Muito do que vamos discutir, servirá para desmistificar que pasto na seca é sempre ruim. Quando afirmo isso, não quero dizer que o pasto na seca será melhor do que o de águas, apenas quero salientar que existem alternativas para obter melhores resultados a partir de ações simples de manejo que visam a qualidade do pasto na seca.
A primeira pergunta que você deve estar se fazendo é: mas como manejar o pasto na seca, se o crescimento da planta nesse período é praticamente nulo?
Esse é um questionamento correto. No entanto, o manejo do qual me refiro especifica as ações que devem ser praticadas na fazenda, na fase anterior a seca, ou seja, vamos discutir sobre o manejo do diferimento, e como ele pode influenciar a qualidade do pasto e o desempenho dos animais.

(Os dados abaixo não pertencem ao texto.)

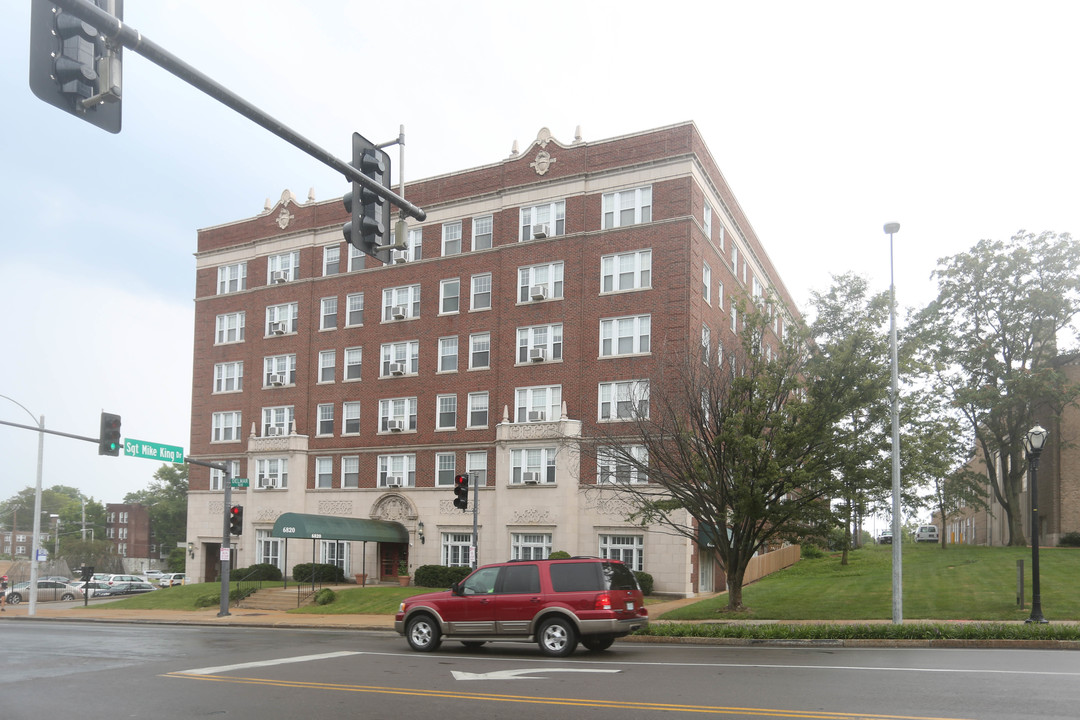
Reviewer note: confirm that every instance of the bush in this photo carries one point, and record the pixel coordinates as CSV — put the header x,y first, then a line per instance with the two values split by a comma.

Via de regra, a técnica do diferimento é uma estratégia para acumular forragem durante o período das águas para tratar dos animais nos meses em que a produção de forragem é comprometida. Já abordamos em outro artigo vários pontos relacionados ao diferimento, sendo assim, não me prenderei aos detalhes da técnica neste texto.
Pela lógica, desde que as condições ambientais e climáticas não sejam limitantes, quanto maior o tempo de diferimento, maior será a massa de forragem acumulada. Podemos observar na figura 1 a massa de forragem obtida a partir de diferentes tempos de diferimento. Pela a análise dos resultados, fica claro que a massa de forragem com ± 150 dias de diferimento é quase o dobro da massa de forragem com ± 70 dias.
Se você tivesse que escolher um dos pastos acima, qual deles seria? Ou em qual deles você acredita que o ganho médio diário (GMD) dos animais (pensando em uma situação de mesma lotação) seria maior?
A quebra de paradigma nesse ponto é, em se falando de pasto diferido, a ideia de quanto “mais melhor” não se aplica ao pé da letra, vejamos o porquê.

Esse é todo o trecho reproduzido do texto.